4 files changed, 32 insertions, 20 deletions

diff --git a/src/lib/libssl/ssl_locl.h b/src/lib/libssl/ssl_locl.h
index e41465419a..036c1dacb2 100644
--- a/src/lib/libssl/ssl_locl.h
+++ b/src/lib/libssl/ssl_locl.h
@@ -1,4 +1,4 @@
-/* $OpenBSD: ssl_locl.h,v 1.284 2020/08/30 15:40:20 jsing Exp $ */
+/* $OpenBSD: ssl_locl.h,v 1.285 2020/08/31 14:04:51 tb Exp $ */
 /* Copyright (C) 1995-1998 Eric Young (eay@cryptsoft.com)
  * All rights reserved.
  *
@@ -1161,7 +1161,8 @@ int ssl_cert_add1_chain_cert(CERT *c, X509 *cert);
 SESS_CERT *ssl_sess_cert_new(void);
 void ssl_sess_cert_free(SESS_CERT *sc);
 int ssl_get_new_session(SSL *s, int session);
-int ssl_get_prev_session(SSL *s, CBS *session_id, CBS *ext_block);
+int ssl_get_prev_session(SSL *s, CBS *session_id, CBS *ext_block,
+    int *alert);
 int ssl_cipher_id_cmp(const SSL_CIPHER *a, const SSL_CIPHER *b);
 SSL_CIPHER *OBJ_bsearch_ssl_cipher_id(SSL_CIPHER *key, SSL_CIPHER const *base,
     int num);
@@ -1397,7 +1398,7 @@ int ssl_check_clienthello_tlsext_late(SSL *s);
 int ssl_check_serverhello_tlsext(SSL *s);
 
 int tls1_process_ticket(SSL *s, CBS *session_id, CBS *ext_block,
-    SSL_SESSION **ret);
+    int *alert, SSL_SESSION **ret);
 
 long ssl_get_algorithm2(SSL *s);
 
diff --git a/src/lib/libssl/ssl_sess.c b/src/lib/libssl/ssl_sess.c
index 16b4b75bc4..827360176b 100644
--- a/src/lib/libssl/ssl_sess.c
+++ b/src/lib/libssl/ssl_sess.c
@@ -1,4 +1,4 @@
-/* $OpenBSD: ssl_sess.c,v 1.85 2019/04/22 15:12:20 jsing Exp $ */
+/* $OpenBSD: ssl_sess.c,v 1.86 2020/08/31 14:04:51 tb Exp $ */
 /* Copyright (C) 1995-1998 Eric Young (eay@cryptsoft.com)
  * All rights reserved.
  *
@@ -435,10 +435,10 @@ sess_id_done:
  *     to 1 if the server should issue a new session ticket (to 0 otherwise).
  */
 int
-ssl_get_prev_session(SSL *s, CBS *session_id, CBS *ext_block)
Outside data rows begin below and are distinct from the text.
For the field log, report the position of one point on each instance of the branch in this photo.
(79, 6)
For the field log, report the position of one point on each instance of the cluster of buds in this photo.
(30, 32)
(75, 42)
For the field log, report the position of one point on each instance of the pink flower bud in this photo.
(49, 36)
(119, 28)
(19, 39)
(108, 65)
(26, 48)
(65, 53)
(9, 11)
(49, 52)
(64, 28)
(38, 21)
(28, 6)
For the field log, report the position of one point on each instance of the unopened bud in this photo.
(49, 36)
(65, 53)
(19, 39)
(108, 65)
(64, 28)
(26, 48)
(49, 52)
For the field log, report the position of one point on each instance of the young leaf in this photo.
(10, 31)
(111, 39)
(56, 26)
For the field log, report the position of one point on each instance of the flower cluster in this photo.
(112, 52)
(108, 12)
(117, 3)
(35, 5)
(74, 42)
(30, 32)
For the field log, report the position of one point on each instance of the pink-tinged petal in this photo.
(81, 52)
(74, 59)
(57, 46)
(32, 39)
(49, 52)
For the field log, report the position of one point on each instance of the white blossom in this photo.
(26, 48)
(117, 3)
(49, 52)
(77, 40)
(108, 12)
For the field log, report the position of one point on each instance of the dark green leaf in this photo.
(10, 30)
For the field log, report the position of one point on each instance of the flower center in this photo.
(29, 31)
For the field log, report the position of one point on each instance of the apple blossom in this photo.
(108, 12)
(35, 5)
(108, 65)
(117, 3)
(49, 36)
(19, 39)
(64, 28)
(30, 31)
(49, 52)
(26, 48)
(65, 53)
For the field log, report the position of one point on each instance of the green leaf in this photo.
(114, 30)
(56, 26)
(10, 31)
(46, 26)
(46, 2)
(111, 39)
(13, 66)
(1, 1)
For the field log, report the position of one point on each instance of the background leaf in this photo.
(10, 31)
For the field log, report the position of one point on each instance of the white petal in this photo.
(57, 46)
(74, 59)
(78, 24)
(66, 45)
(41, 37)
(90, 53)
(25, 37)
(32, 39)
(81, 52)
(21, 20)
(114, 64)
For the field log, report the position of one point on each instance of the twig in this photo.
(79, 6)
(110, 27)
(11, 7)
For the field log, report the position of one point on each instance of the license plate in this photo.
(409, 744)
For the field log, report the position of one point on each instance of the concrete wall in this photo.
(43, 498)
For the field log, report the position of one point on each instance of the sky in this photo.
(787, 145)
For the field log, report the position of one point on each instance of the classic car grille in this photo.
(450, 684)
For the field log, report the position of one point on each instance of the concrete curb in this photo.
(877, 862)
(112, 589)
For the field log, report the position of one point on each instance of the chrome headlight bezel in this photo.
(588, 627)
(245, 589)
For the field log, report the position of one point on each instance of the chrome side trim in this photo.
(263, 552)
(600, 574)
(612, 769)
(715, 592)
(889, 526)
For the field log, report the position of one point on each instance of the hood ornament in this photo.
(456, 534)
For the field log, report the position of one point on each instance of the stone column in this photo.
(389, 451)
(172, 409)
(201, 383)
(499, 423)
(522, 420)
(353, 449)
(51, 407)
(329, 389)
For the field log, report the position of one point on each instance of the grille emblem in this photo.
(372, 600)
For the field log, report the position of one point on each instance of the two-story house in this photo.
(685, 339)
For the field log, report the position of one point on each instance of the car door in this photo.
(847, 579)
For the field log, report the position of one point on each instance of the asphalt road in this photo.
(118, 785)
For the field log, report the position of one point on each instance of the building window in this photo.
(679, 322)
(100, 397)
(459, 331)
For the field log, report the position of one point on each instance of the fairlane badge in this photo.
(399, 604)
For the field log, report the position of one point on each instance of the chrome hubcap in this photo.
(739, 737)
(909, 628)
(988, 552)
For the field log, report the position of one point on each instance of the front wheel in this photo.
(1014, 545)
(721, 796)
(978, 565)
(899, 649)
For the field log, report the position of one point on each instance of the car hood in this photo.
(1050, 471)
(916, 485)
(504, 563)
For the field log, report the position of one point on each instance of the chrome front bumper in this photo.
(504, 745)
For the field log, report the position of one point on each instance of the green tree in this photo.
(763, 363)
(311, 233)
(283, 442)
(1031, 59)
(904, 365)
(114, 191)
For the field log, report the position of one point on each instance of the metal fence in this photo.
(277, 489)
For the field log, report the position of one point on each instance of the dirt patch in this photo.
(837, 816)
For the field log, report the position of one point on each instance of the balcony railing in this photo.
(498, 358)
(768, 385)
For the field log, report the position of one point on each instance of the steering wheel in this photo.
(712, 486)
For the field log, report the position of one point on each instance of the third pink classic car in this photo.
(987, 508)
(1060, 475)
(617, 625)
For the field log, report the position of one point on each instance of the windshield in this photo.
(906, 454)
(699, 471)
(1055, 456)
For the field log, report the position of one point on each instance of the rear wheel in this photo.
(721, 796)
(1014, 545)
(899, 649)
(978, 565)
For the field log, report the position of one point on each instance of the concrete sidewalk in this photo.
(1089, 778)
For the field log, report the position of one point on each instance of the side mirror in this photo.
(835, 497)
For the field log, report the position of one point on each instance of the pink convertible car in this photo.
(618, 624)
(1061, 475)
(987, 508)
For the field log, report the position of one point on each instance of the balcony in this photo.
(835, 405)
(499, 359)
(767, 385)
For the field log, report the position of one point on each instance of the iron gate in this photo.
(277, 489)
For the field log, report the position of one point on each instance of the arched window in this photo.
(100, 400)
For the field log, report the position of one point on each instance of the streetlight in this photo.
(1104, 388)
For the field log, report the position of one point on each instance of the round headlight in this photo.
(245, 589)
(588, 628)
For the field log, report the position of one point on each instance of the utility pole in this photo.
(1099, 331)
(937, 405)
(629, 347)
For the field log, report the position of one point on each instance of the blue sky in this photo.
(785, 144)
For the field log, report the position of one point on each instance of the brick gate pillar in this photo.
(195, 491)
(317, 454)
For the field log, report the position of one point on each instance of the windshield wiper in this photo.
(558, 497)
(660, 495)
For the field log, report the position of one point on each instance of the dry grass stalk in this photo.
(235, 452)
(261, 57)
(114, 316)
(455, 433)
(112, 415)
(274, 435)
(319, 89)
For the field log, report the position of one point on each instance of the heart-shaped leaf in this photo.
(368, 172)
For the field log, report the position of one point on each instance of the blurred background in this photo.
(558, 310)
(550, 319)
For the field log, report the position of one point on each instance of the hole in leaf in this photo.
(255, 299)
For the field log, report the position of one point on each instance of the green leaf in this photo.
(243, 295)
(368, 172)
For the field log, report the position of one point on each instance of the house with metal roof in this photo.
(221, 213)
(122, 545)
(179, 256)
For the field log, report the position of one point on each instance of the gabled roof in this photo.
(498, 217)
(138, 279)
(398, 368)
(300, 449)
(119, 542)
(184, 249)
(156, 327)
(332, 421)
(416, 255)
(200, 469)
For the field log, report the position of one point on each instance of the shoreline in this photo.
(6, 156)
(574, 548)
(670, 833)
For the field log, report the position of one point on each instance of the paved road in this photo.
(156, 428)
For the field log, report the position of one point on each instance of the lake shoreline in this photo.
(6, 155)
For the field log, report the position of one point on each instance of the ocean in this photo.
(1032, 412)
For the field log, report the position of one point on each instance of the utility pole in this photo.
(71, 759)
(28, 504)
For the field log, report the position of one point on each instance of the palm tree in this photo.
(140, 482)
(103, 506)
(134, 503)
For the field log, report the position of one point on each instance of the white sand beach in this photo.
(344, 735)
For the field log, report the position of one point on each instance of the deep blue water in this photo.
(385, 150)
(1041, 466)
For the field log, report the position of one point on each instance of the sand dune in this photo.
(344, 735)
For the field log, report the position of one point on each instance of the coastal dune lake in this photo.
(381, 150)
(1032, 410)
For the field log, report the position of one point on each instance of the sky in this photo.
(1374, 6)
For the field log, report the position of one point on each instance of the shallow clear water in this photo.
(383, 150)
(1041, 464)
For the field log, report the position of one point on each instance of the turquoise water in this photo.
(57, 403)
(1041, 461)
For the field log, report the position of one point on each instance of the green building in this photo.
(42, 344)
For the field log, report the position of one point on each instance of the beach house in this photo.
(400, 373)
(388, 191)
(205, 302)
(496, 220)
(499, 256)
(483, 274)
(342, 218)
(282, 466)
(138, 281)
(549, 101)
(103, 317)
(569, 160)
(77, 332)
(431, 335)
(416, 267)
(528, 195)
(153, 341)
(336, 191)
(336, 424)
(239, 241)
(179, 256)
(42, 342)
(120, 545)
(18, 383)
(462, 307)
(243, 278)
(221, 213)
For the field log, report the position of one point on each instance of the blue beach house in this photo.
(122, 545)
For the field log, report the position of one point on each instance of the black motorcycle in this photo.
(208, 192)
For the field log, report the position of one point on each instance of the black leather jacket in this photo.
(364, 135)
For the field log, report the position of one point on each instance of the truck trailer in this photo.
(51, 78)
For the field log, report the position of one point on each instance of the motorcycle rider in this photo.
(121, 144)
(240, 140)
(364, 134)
+ssl_get_prev_session(SSL *s, CBS *session_id, CBS *ext_block, int *alert)
 {
         SSL_SESSION *ret = NULL;
-        int fatal = 0;
+        int alert_desc = SSL_AD_INTERNAL_ERROR, fatal = 0;
         int try_session_cache = 1;
         int r;
 
@@ -451,7 +451,7 @@ ssl_get_prev_session(SSL *s, CBS *session_id, CBS *ext_block)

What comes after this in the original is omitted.